Une croissance à deux chiffres malgré un contexte macro morose
Le marché français de la publicité digitale affiche une vigueur inattendue au premier semestre 2026. Selon la 36e édition de l'Observatoire de l'e‑pub, réalisée par Oliver Wyman pour le SRI et l'UDECAM, les investissements publicitaires en ligne ont atteint 6,689 milliards d'euros, soit une hausse de +12 % par rapport au même semestre de 2025. Les auteurs de l'étude anticipent par ailleurs une année 2026 culminant autour de 13,9 milliards d'euros (+11 % sur l'année).
Qui finance cette progression ?
Cette performance n'est pas le fruit d'un seul moteur : le marché se recompose autour de quelques leviers clés. Le Search reste la colonne vertébrale du secteur avec 41 % de parts de marché (soit 2,74 milliards d'euros), tandis que le Social enregistre une croissance robuste de +16 % et pèse désormais environ 2,22 milliards d'euros — un tiers du marché total et plus de 40 % de la progression semestrielle.

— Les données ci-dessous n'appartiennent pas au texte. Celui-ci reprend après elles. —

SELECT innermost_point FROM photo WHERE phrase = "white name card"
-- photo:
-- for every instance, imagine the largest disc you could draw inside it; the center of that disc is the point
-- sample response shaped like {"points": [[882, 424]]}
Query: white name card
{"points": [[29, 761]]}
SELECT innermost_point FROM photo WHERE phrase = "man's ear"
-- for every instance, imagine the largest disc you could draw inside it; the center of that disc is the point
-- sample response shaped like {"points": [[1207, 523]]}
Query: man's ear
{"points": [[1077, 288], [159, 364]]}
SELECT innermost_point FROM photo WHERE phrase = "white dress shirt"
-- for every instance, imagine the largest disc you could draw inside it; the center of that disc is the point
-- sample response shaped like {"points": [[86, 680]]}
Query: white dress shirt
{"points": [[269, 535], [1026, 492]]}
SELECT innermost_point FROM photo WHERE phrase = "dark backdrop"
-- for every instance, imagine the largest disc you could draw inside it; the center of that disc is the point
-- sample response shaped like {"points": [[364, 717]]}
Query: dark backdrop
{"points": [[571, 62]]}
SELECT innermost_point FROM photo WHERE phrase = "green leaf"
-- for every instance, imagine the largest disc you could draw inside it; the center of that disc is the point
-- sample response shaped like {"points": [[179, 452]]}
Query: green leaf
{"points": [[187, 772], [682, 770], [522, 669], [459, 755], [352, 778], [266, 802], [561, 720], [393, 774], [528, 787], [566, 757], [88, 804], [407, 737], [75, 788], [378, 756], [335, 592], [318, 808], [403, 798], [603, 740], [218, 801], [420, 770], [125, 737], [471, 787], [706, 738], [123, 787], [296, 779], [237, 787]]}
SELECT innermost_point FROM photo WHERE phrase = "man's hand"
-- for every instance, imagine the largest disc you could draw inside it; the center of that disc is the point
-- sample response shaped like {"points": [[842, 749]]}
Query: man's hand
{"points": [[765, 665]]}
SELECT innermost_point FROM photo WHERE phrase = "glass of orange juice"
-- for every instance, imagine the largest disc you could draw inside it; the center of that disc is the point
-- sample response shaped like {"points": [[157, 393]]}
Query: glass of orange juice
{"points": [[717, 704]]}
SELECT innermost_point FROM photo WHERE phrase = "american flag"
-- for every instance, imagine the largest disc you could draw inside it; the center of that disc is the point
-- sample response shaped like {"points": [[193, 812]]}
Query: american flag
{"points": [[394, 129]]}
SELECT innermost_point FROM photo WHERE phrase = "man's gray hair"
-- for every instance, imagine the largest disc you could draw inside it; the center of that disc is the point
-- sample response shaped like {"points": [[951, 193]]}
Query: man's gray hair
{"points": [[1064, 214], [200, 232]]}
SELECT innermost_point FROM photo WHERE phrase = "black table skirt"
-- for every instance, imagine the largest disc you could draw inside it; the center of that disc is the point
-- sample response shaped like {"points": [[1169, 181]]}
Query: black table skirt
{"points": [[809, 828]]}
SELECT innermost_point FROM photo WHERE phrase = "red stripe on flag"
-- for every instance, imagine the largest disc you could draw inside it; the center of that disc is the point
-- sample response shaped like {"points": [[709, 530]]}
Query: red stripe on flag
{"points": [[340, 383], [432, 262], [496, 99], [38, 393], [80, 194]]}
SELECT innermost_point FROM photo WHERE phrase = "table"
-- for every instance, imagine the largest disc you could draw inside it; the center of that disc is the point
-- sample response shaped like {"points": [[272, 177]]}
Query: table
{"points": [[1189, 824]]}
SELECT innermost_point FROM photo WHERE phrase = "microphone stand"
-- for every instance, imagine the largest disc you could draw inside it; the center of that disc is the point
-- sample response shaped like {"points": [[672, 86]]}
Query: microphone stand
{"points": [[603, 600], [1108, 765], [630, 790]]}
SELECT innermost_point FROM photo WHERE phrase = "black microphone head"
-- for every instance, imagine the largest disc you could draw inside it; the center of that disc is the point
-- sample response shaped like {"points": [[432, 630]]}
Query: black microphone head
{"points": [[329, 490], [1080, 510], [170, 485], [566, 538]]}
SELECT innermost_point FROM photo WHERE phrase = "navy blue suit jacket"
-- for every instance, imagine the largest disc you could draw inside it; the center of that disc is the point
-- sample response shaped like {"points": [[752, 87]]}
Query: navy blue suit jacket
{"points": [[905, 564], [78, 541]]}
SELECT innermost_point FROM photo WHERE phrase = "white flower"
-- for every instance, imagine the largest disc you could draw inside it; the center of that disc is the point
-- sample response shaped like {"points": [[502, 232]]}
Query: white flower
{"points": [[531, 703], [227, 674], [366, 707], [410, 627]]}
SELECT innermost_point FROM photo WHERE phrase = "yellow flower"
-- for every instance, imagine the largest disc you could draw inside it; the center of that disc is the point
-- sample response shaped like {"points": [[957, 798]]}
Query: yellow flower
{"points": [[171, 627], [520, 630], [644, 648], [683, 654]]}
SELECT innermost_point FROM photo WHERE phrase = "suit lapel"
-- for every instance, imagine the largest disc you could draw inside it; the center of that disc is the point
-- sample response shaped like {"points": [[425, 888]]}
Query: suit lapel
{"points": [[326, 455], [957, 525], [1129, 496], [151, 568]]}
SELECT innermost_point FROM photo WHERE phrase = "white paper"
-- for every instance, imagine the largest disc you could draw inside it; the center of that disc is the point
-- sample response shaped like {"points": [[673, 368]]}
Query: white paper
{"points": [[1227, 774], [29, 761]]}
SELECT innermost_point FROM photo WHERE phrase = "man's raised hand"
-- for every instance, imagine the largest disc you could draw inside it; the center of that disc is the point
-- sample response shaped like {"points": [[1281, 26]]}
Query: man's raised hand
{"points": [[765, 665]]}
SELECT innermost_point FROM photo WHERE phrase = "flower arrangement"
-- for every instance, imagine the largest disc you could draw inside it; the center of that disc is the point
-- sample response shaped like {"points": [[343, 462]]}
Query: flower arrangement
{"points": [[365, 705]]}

Retail Media et vidéo : les accélérateurs
Les transformations d'usage redessinent les allocations budgétaires. Le Retail Media, segment vendu directement par les acteurs e‑commerce, signe une progression marquée de +18 % et capture 775 millions d'euros d'investissements. Du côté des formats, la vidéo confirme son règne : elle représente désormais 63 % du Display et progresse de +15 %, soutenue par la montée en puissance du BVOD et des services SVOD.

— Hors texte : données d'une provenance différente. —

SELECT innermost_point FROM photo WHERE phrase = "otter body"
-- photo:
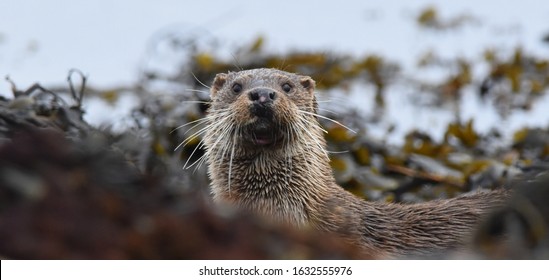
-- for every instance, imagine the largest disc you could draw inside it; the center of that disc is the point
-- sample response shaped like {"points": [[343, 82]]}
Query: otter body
{"points": [[266, 153]]}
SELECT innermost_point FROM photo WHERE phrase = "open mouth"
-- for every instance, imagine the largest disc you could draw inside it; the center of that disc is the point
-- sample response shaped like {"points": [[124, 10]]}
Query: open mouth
{"points": [[264, 134]]}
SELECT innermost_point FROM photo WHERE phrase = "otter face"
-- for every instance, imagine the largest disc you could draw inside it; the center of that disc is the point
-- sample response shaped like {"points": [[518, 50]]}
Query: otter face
{"points": [[263, 104]]}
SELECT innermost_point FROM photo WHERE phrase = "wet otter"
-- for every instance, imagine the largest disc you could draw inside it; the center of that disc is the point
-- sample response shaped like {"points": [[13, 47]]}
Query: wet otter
{"points": [[266, 153]]}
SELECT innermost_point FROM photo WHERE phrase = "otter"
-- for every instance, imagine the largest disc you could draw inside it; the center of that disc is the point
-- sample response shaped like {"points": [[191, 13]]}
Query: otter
{"points": [[266, 153]]}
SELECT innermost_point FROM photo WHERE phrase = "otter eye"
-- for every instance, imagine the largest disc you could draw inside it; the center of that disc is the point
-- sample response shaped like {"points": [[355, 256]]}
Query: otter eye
{"points": [[237, 88], [286, 87]]}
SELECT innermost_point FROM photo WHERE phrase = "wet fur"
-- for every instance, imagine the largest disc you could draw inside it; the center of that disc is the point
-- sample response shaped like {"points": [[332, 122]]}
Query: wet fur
{"points": [[291, 181]]}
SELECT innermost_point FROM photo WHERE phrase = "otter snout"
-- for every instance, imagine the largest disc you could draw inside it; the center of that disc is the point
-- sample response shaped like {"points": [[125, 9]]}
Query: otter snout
{"points": [[262, 101]]}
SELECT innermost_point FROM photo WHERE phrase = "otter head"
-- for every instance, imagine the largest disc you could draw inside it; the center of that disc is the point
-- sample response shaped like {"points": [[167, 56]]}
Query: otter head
{"points": [[262, 105]]}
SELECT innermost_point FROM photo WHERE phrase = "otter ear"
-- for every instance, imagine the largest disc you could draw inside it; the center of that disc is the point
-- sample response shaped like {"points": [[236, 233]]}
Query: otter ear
{"points": [[308, 84], [218, 83]]}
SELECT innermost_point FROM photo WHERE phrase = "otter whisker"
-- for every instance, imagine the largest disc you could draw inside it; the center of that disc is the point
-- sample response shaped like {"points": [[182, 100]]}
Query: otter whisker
{"points": [[315, 124], [200, 144], [231, 166], [328, 119], [199, 121], [198, 90], [194, 135]]}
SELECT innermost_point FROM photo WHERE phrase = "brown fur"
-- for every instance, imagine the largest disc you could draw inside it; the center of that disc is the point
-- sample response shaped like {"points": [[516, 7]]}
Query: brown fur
{"points": [[290, 179]]}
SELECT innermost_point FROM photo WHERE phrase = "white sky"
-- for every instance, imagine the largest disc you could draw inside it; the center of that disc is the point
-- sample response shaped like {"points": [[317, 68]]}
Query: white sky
{"points": [[40, 40]]}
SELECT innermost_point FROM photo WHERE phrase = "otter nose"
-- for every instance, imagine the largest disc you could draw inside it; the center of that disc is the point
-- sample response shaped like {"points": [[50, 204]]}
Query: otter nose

La Télévision Connectée (CTV) s'impose comme l'écran privilégié pour les annonceurs, concentrant la moitié des dépenses vidéo du semestre, quand le display traditionnel continue de reculer (bannières classiques en recul de -5 %).
Conséquences pour les acteurs du marché
Cette recomposition implique plusieurs enjeux structurants :
- Les régies et éditeurs doivent accélérer l'offre vidéo et CTV pour capter les budgets en migration.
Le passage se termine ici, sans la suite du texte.